My eyes are feeling a bit heavy at the moment. And I have to get down to studying. I have yesterday and today's work to catch up on. Though I did do some yesterday.
My weekend thus far has been pretty packed and I've actually gotten some stuff done. And the working on quitting smoking is going pretty well. I think.
Friday night I went to my bud's house. We watched part of the Flyers game together and ordered a little food. I have to admit, I chatted mostly and didn't actually get into the game. We did speak of the band wagon peeps we know. I don't want to be one of them this time around. Yes, I have been guilty of it in the past and probably will be in the future as well. We lost that game anyway so... it wouldn't have been the best time for me to go jumping onto any wagons successfully. Afterwards I went to a comedy show and met up with a new friend of mine and her cousin. While standing outside of the place waiting for her I called another friend of mine and bitched about my quitting smoking. I have to admit I've gotten a comment or two from people who were never heavy smokers, usually pretty much just social smokers and they simply don't understand the challenge that quitting presents. Yes, they have quit also but if you weren't a daily smoker or you didn't smoke much, it's not going to be quite as hard to quit. I have been smoking steadily since I was 14. Completely regularly since I was 17. Heavily since I was 18. These comments from people who don't smoke all that much kind of bug me. Please, just let me find my own way. Don't tell me how I should do it, everyone's quitting style is going to be slightly different because everyone is different and because everyone's reason for smoking is also different.
So, I'm standing outside of the comedy club, in a doorway to a restaurant I had once eaten at but it was now shut down. Honestly, the restaurant was not good so I know exactly why it didn't succeed and stay open. Though it did provide me with my first experience with creme brulee so I shall tip my hat to it once. Just once.

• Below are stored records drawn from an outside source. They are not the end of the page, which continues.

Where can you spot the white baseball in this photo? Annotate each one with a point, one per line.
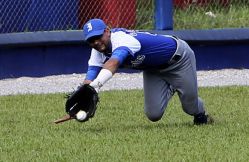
(81, 115)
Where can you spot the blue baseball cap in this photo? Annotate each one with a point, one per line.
(93, 28)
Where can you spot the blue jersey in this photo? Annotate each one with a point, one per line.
(133, 49)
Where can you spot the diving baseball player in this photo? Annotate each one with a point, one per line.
(168, 65)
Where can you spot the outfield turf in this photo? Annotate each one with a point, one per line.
(120, 131)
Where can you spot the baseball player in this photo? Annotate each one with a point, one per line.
(168, 65)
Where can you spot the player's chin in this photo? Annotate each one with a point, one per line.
(101, 49)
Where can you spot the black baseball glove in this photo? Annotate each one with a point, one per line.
(84, 98)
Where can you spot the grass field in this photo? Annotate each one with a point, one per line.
(120, 131)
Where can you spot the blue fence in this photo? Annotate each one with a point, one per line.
(53, 53)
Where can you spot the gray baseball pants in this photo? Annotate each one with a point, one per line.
(161, 84)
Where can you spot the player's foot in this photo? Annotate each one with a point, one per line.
(203, 119)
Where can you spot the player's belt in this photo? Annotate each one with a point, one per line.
(176, 56)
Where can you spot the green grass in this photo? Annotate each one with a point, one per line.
(193, 17)
(235, 15)
(121, 132)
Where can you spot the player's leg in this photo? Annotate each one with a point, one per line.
(157, 93)
(182, 75)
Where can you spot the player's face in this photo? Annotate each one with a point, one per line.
(101, 42)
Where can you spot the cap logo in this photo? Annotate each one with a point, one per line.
(89, 27)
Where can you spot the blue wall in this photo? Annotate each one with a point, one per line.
(52, 53)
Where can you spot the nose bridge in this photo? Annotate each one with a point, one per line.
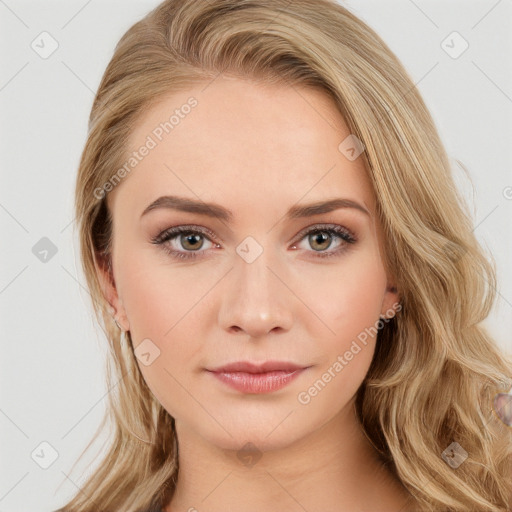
(254, 298)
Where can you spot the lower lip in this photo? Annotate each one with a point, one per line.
(258, 382)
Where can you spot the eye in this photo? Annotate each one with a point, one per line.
(186, 242)
(321, 238)
(190, 238)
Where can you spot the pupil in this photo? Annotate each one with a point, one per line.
(188, 238)
(323, 238)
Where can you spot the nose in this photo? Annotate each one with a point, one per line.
(256, 299)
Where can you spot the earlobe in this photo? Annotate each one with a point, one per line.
(108, 287)
(391, 303)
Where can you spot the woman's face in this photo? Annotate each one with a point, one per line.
(250, 281)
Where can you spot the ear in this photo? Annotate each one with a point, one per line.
(391, 302)
(106, 279)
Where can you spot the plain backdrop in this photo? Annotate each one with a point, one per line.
(52, 354)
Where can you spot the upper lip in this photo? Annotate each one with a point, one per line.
(249, 367)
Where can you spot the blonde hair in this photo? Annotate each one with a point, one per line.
(436, 369)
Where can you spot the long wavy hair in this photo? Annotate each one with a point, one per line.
(435, 369)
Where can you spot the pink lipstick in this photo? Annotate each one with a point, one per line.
(249, 377)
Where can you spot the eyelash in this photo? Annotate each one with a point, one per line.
(332, 229)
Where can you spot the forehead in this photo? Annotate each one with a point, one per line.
(233, 137)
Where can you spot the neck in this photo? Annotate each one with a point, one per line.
(334, 468)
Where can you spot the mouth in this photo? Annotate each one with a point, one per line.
(267, 377)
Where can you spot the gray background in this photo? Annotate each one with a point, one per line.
(52, 383)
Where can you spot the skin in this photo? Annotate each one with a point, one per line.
(257, 150)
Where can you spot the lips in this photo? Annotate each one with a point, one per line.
(258, 378)
(249, 367)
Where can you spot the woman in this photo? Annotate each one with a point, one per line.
(286, 274)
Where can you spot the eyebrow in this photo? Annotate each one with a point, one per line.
(216, 211)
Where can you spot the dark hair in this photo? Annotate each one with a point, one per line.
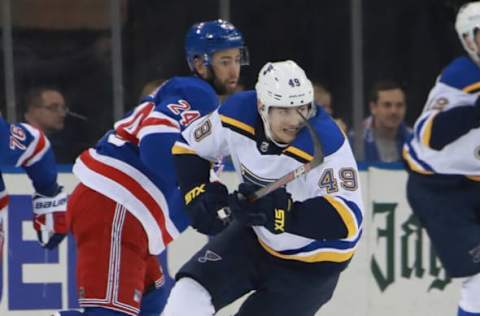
(383, 85)
(33, 98)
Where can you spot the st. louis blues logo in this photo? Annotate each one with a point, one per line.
(209, 256)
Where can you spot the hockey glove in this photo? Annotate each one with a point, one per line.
(202, 203)
(49, 218)
(271, 211)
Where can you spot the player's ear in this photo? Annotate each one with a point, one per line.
(200, 67)
(260, 105)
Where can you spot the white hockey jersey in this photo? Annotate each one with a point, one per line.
(457, 86)
(232, 130)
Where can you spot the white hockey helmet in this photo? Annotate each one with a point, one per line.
(282, 84)
(466, 25)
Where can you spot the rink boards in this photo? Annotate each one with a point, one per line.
(394, 271)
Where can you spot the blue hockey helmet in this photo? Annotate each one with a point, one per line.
(205, 38)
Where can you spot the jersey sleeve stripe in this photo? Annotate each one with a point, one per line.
(426, 129)
(237, 124)
(182, 149)
(141, 110)
(330, 255)
(148, 130)
(119, 182)
(3, 200)
(39, 151)
(412, 161)
(472, 87)
(345, 213)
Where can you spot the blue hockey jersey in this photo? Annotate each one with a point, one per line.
(446, 136)
(22, 145)
(329, 195)
(132, 164)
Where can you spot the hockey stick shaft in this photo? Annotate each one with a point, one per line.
(318, 157)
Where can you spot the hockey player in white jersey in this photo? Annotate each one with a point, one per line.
(290, 246)
(22, 145)
(444, 161)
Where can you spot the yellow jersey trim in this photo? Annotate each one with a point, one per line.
(318, 257)
(412, 165)
(472, 87)
(427, 131)
(245, 127)
(180, 150)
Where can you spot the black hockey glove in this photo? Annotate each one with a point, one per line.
(271, 211)
(202, 204)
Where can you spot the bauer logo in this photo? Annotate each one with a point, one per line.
(402, 250)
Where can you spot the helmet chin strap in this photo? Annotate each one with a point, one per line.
(211, 79)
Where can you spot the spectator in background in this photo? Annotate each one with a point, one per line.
(46, 109)
(385, 130)
(323, 98)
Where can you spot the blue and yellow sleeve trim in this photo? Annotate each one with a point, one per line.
(319, 256)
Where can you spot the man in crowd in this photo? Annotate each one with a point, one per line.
(385, 130)
(22, 145)
(290, 246)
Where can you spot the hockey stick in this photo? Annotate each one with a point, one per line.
(224, 213)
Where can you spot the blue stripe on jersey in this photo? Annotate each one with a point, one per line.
(461, 73)
(419, 128)
(317, 244)
(414, 156)
(242, 107)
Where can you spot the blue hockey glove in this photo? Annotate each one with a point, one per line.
(271, 211)
(49, 219)
(202, 203)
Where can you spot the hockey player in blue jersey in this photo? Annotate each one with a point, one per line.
(288, 247)
(22, 145)
(444, 161)
(127, 207)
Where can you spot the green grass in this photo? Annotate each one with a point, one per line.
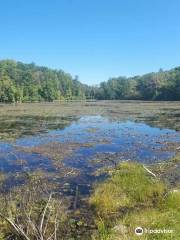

There were smokers out front of the building and one of them made their way past me to look at what was going on across the street. Why is that guy laying on the ground? I asked the question out loud to my friend on the phone and at that moment, he was being helped up by two other men. My friend on the phone became panicked. "Don't touch him!" I kind of chuckled because there was no chance that was going to happen anyway. As the man made his way to his feet, the blood on the sidewalk became very clear. And the woman who came over to watch (who turned out to be the headliner for the comedy show... who'd a thunk it?) made a comment about how she had heard his head hit the pavement from where she was standing. He had been thrown out of the building he was laying in front of. Luckily, he was drunk so he probably wasn't feeling the pain so much. However, if he wasn't drunk he probably never would have been thrown out of the place to begin with. Either way, it was strange to see. And I was grateful that those other two men stopped to help him. An ambulance did get there within just a few minutes.
Recently I read somewhere (though I don't remember where) that children today are growing up in a loveless society. Is this true? I think it very well may be. And that's scary, people. I guess I will do all I can to help change that but I don't know that I can do much. Those two men who helped the drunk were loving. They cared about this guy. I have no idea why he was thrown out of the building but I'm pretty sure it had something to do with his alcohol level. And that kind of scares me in and of itself. He was drunk... really drunk... was it because he's hurting about something? (Though it is possible that he was drinking for simply just the fun of it, I recognize this...) And if he is hurting about something, doesn't anyone care enough to talk to him about what's going wrong in his life? Or is this the reason for why things are going wrong? And maybe in some way he did need a massive bump on the head to wake him up. Maybe he was acting like a total asshole inside the establishment. Maybe... no matter what... I am still glad there were two men to help him. At least at that moment someone cared and in some small way someone loved.